Our Main Streets Are Telling Us Something Is Wrong
I walked down our main street this morning and came home carrying a heaviness, a heaviness that the empath in me was searching for answers for.
It wasn’t just one thing. It was the accumulation of what I saw, what I felt and what it says about where many people are at right now.
The first thing stopped me in my tracks because it is something you almost never see publicly in a small rural town, especially me town. Usually it happens quietly, hidden away from sight, tucked behind closed doors or on the outskirts where people don’t have to confront it.
A person had set up camp on one of the main corners of town.
A mattress. Bags. Belongings scattered beside them. Their whole life sitting there in plain sight for everyone driving past.
Homelessness is not new. We know it exists. We hear statistics. We see stories online and on the news. But statistics feel very different when they become human. When they become visible. When they become part of your own community landscape.
Last week in Wagga Wagga I saw similar scenes near the Murrumbidgee River. Multiple people sleeping rough in a reserve, trying to survive another night outdoors. It hit me then, and it hit me again walking down our own street this week.
Where have we gone wrong?
How have we reached a point where so many people are falling through the cracks while the rest of society keeps moving as though this is normal?
Maybe that’s what worries me most.
Not just the homelessness itself, but the danger of us becoming desensitised to it.
Because once something becomes normalised, urgency disappears.
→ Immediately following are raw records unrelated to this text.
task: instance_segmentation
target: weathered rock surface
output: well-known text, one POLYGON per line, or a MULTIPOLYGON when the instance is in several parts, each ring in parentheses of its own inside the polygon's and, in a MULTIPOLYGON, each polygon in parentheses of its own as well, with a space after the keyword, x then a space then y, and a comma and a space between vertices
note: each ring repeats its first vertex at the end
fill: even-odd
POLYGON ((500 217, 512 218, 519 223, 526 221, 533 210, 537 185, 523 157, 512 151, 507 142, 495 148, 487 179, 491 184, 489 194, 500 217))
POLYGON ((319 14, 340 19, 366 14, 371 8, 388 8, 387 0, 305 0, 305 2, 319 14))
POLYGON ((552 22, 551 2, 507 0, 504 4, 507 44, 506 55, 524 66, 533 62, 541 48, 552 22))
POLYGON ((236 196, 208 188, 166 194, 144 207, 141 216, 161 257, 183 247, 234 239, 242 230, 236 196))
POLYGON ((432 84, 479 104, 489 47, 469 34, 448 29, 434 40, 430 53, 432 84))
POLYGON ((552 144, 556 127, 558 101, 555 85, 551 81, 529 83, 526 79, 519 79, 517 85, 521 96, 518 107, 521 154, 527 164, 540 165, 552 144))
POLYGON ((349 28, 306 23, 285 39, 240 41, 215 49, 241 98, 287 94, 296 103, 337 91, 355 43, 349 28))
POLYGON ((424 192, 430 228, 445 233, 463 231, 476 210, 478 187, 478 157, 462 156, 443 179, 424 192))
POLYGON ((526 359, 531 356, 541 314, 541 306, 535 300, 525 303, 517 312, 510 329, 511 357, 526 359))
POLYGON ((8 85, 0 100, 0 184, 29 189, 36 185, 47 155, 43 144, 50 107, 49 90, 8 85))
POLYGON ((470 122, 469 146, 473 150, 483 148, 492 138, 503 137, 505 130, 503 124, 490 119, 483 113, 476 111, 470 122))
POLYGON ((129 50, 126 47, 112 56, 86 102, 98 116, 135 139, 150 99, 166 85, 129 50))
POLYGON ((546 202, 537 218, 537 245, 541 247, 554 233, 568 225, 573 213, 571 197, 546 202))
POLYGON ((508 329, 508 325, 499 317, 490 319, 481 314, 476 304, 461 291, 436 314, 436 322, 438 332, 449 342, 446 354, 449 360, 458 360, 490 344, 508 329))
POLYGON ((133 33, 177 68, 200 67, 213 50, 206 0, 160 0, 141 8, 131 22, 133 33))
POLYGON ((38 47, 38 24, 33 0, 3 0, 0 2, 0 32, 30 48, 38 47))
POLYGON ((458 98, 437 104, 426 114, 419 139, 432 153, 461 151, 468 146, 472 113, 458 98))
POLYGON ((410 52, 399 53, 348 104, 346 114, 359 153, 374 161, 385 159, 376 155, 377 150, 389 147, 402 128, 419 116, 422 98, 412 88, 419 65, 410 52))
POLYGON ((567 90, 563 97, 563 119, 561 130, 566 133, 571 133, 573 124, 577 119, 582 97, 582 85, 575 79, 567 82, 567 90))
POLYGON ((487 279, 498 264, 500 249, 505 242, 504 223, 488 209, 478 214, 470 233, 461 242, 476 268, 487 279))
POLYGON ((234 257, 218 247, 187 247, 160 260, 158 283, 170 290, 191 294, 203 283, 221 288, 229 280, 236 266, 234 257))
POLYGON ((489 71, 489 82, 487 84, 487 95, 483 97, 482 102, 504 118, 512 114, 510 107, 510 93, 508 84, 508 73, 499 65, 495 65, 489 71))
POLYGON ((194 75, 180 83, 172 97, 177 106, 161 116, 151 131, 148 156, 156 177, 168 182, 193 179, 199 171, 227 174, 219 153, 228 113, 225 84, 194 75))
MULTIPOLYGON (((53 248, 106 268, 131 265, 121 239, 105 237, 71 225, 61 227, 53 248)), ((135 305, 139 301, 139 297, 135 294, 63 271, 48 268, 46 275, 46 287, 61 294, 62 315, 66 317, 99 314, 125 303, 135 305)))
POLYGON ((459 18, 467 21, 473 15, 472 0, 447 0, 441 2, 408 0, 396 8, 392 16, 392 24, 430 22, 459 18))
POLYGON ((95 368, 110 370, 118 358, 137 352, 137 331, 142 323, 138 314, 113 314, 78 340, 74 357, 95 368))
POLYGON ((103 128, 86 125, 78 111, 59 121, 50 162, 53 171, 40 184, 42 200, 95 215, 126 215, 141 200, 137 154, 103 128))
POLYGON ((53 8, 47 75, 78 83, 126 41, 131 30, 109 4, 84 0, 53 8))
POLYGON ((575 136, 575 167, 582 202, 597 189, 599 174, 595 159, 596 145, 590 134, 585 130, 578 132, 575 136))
Compassion softens. People stop seeing the human being and only see “the issue.”
But this is not just an issue.
It is someone’s son.
Someone’s daughter.
Someone who once had hopes, plans, routines and stability.
Someone who perhaps never imagined life would end up here.
As winter approaches, the empath in me keeps searching for answers. I think about the cold nights ahead. I think about isolation. I think about mental health. I think about the quiet shame many people carry when life unravels publicly.
And honestly, I don’t think enough people realise just how close many Australians are to the edge right now.
One unexpected bill.
One relationship breakdown.
One mental health crisis.
One failed season.
One rent increase.
One job loss.
For many, the margin between coping and crisis has become frighteningly thin.
Then there was the second thing I noticed walking down the street.
Three more empty shops.
One of them a business that had been part of our town for decades. A business woven into the fabric of local life. The kind of place that generations have walked into. The kind of business you assume will always be there until suddenly it isn’t.
The empty windows tell a story too.
A story about pressure.
About rising costs.
About changing consumer habits.
About exhaustion.
About people quietly fighting battles most of us never see.
Running a small business has never been easy, but right now many are carrying enormous weight. Financial pressure, staffing challenges, uncertainty, burnout and the emotional strain of trying to hold everything together while still smiling at customers every day.
And again, I find myself asking the same question.
What are the answers?
Because the truth is, the issues confronting society right now feel overwhelming.
Not just here in rural Australia, but globally.
Cost of living pressures.
Housing shortages.
Mental health struggles.
Disconnection.
Loneliness.
Division.
Natural disasters.
Economic uncertainty.
Everywhere you look there seems to be another layer of pressure being placed upon ordinary people already trying to stay afloat.
Sometimes it feels like society is running low on emotional reserves.
People are tired.
Not lazy.
Not weak.
Just tired.
Tired of carrying stress.
Tired of uncertainty.
Tired of pretending everything is okay.
Tired of trying to survive in a world that increasingly feels harder to navigate.
And while I don’t have the answers, I do know this.
We cannot lose our empathy.
We cannot become so consumed by our own stress that we stop seeing others.
Because communities have always been built on people noticing each other. Checking in. Supporting local businesses. Offering kindness. Starting conversations. Creating connection before crisis.
That doesn’t mean ignoring the complexity of these issues or pretending compassion alone fixes systemic problems. It doesn’t.
But humanity still matters.
A conversation matters.
Acknowledgement matters.
Community matters.
Sometimes the most dangerous thing we can do as a society is convince ourselves that someone else will deal with it.
Maybe the answers begin with us paying attention again.
Maybe they begin with stronger conversations around mental health, housing and social connection.
Maybe they begin with creating communities where people feel seen before they reach breaking point.
Maybe they begin with understanding that resilience is not about pretending people are okay when they are not.
I don’t write this from a place of judgement. I write it from a place of concern.
Because walking down that main street felt confronting.
Not because I saw homelessness.
Not because I saw empty shops.
But because both felt like visible reminders that many people are struggling silently beneath the surface.
And perhaps the greatest challenge facing society right now is not just economic.
It is emotional.
The risk that people begin to feel invisible, disconnected and without hope.
That is something none of us can afford to ignore.